肌以外にも使いたいなら、マルチバームを選ぶ
先述の通り、フェイスバームにはマルチユースタイプがあります。髪・爪・唇などの肌以外にも使いたい場合は、使用可能な部位を確認しましょう。
肌悩みや目的に合わせて配合成分を確認する
フェイスバームの基剤となる成分は、ワセリンやシアバター、ホホバオイル、ミツロウ、馬油などが代表的。いずれも高い保湿力が期待できる成分ですが、肌悩みや目的に応じてその他の成分にも着目してみましょう。
例えば肌の乾燥が特に気になるなら、バリア機能をサポートするセラミド類がおすすめ。また、中には美白有効成分のトラネキサム酸や、肌あれを防ぐグリチルリチン酸ジカリウムが配合された薬用のバームもあります。エイジングサインが気になる方は、シワ改善の有効成分であるナイアシンアミドが配合されたものを選ぶのもよいでしょう。
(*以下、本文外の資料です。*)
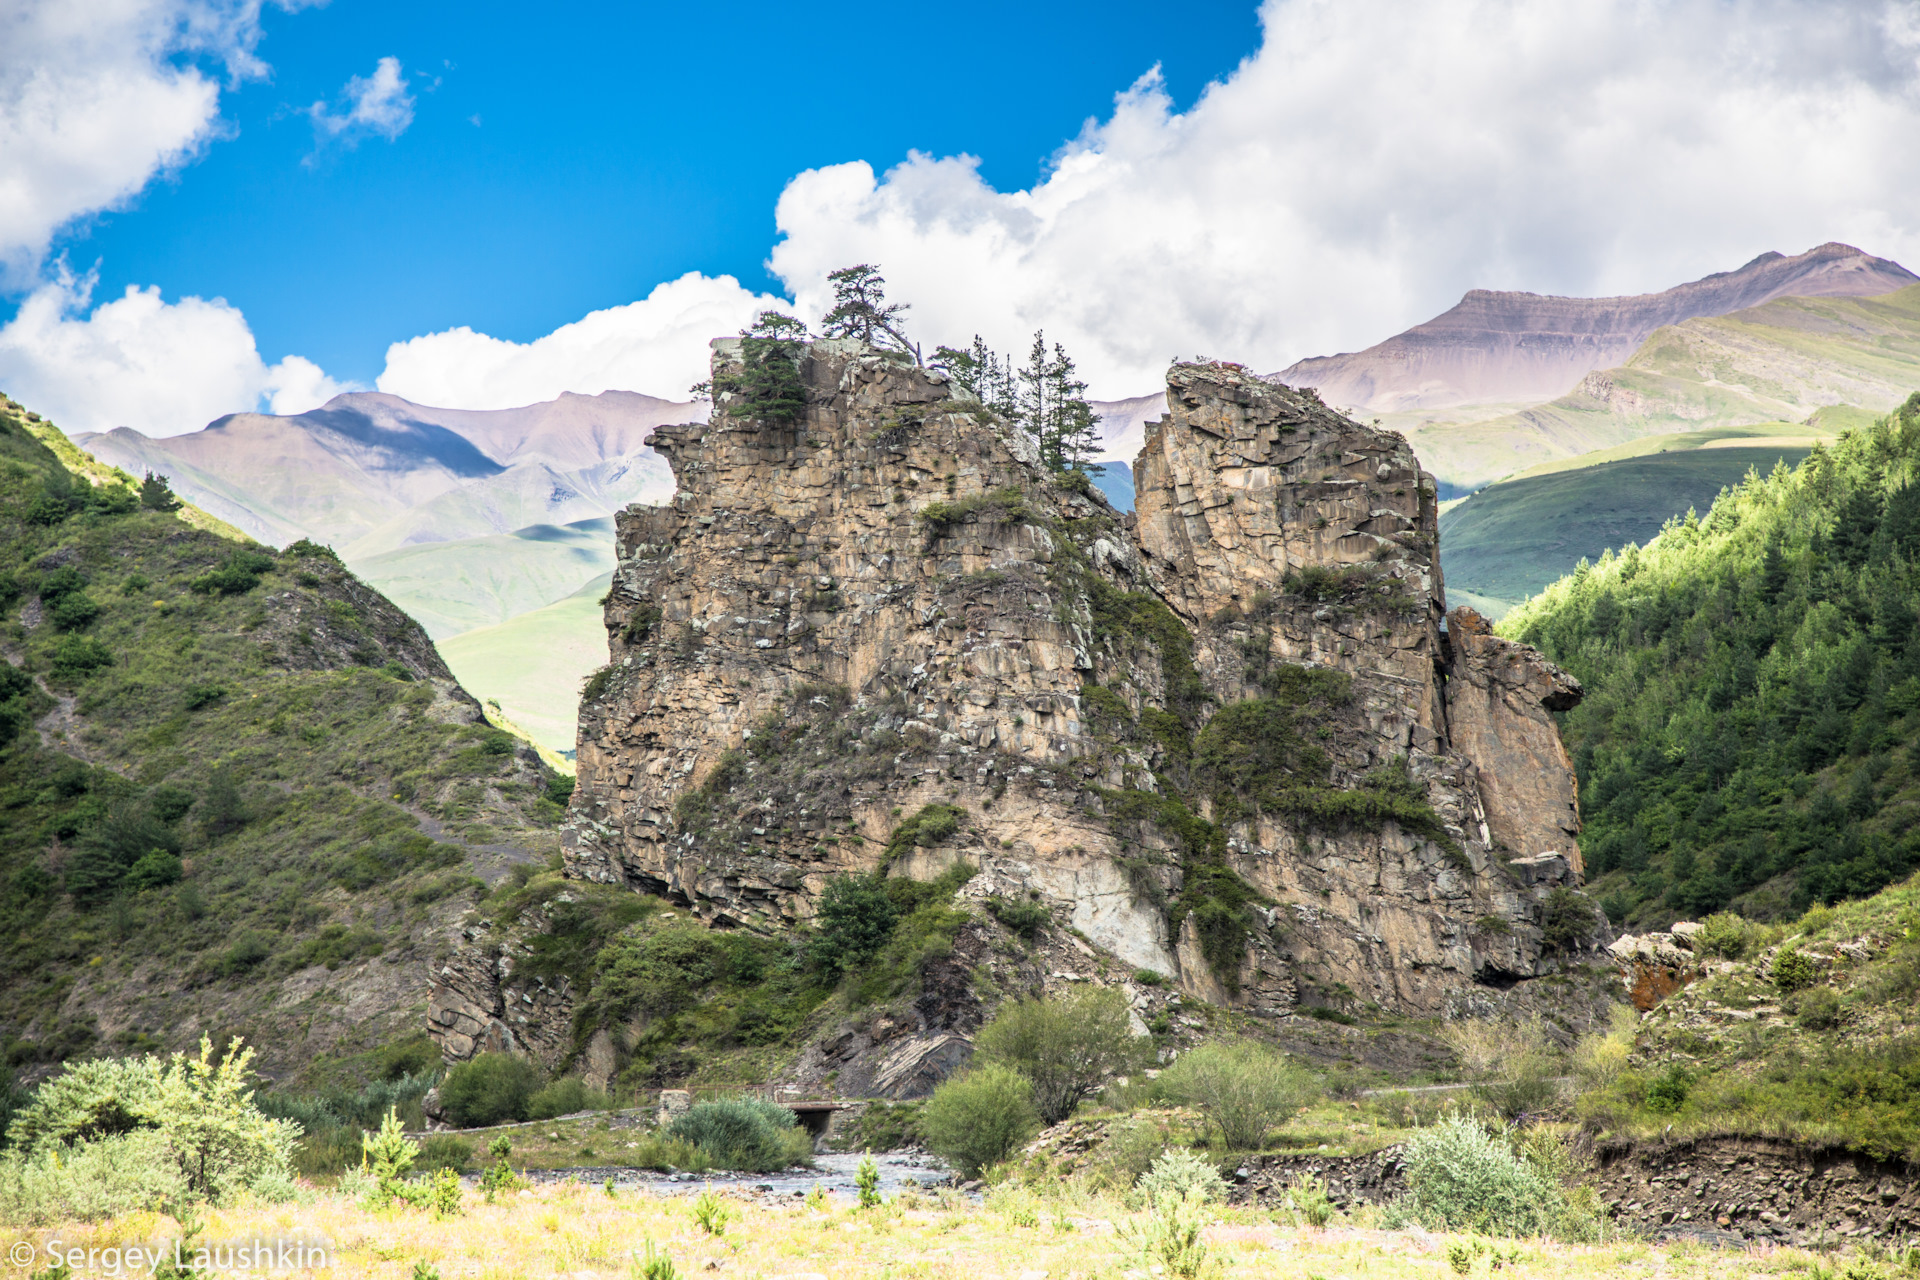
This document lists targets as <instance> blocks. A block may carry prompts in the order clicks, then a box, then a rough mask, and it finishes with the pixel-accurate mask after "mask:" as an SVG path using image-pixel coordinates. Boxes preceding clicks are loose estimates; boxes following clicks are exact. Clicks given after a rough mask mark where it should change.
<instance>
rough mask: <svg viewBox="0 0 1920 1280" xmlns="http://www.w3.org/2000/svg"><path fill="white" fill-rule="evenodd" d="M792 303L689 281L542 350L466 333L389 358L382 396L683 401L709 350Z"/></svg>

さらに、肌がデリケートな方は敏感肌向けをうたっている製品や、無香料・無着色・アルコールフリーなどの低刺激処方が施されているものもチェックしてみてください。
テクスチャーの好みで選ぶ
バームと一口に言っても、こっくりと重めのものからなめらかで軽いタッチのものまで、質感はさまざま。肌になじませた後のベタつき具合や肌なじみのよさなど、自分の好みに合った使用感のバームを見つけましょう。
なお、好みにかかわらず、朝のスキンケアに使う場合は重すぎないバームがおすすめ。過剰な油分はメイクのヨレやくずれやすさにつながるため、比較的軽やかな使用感のバームを選びましょう。
フェイスバームの使い方のポイント
最後に、フェイスバームを快適かつ効果的に使うために意識しておきたいポイントをご紹介します。
使いすぎないよう、適量を意識する
バームは油分が多いため、使いすぎると肌がベタついてしまうことも。バームのタイプや肌の状態、好みやアイテムにもよりますが、全顔に使う場合はパール1粒大ほどで十分です。もし多く使いすぎてベタつきが気になったら、軽くティッシュオフして油分を抑えましょう。
手のひらで温めてからなじませる
バームは“半固形状”なので、そのままでは硬く肌になじみにくいことも。適量を取ったら手のひらで温めると、体温でバームがとろけて肌なじみがよくなります。とろけたバームがついた手のひらで顔全体を包み込むように、ハンドプレスしてなじませましょう。
スキンケアの最後に使うのが基本
油分が多いバームは肌を保護する効果が高いため、スキンケアの最後に使うのが基本です。スキンケアの始めや途中に使うと、その後に使うアイテムがなじみにくくなるため注意しましょう。
朝、メイクの前に使う場合は薄めに
フェイスバームは朝のケアに取り入れることもできますが、その際は薄く均一にのばすのがポイント。特にヨレやすい目もとや口もとには、多くつけすぎないように気をつけましょう。
まとめ
さまざまな製品に採用されるバームは、保湿力に優れた剤型。特に顔の保湿に特化したフェイスバームは、肌の乾燥が気になる方の強い味方です。体温でとろけてなじむユニークな質感も楽しみながら、毎日のスキンケアやヘアケア、ボディケアにぜひ取り入れてみてください。